Extrait des tribulations intestines des accélérateurs du LHC. ©Lison Bernet
Puisque les citoyens ont tous contribué à la construction de cette fabuleuse machine, tout le monde a le droit d’essayer de comprendre ce qu’on y cherche. Et pour cela, nous allons nous pencher sur les pulsions unificatrices des physiciens théoriciens.
Les 4 forces fondamentales
Vous le savez certainement, l’ensemble des phénomènes physiques connus peuvent s’expliquer à partir de seulement 4 forces dites “fondamentales”. Deux de ces forces nous sont assez familières : la force électromagnétique et la force de gravité; les deux autres agissent seulement au niveau subatomique : la force nucléaire « forte », responsable de la cohésion des noyaux atomiques, et la force nucléaire « faible », qui intervient dans les processus de fission nucléaire.
Comme les physiciens théoriciens sont un peu maniaques, pour eux 4 forces c’est beaucoup trop. Et pour en réduire le nombre, on essaye de les réunir, on dit aussi “les unifier”. Pour les théoriciens, unifier les phénomènes permet d’en expliquer les points communs, de réduire le nombre d’hypothèses des théories et apporte en général un éclairage nouveau.

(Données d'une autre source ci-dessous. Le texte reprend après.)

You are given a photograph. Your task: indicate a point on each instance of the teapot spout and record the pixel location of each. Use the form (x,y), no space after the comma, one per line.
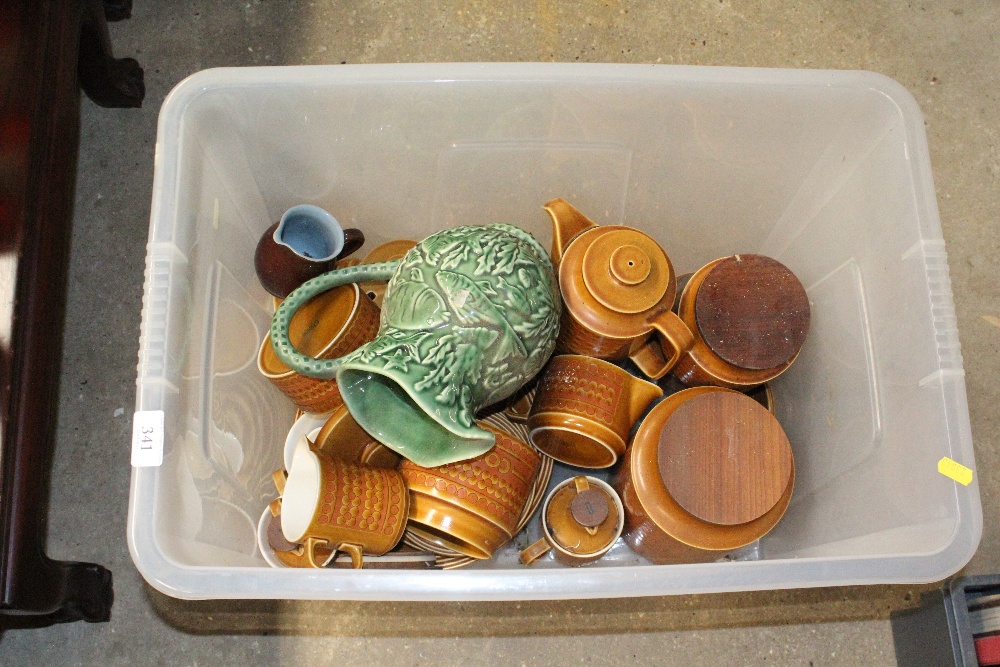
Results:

A la poursuite de l’unification
Un très bon exemple d’unification réussie, c’est l’électromagnétisme. Avant le travail dû à J. C. Maxwell au XIXème siècle, nous avions le champ électrique et le champ magnétique, qui semblaient deux phénomènes indépendants. Puis Maxwell a compris qu’ils n’étaient que deux manifestations différentes d’un même objet : le champ électromagnétique, lequel est également responsable de la lumière. Unifier l’électricité, le magnétisme et la lumière, c’est quand même balèze !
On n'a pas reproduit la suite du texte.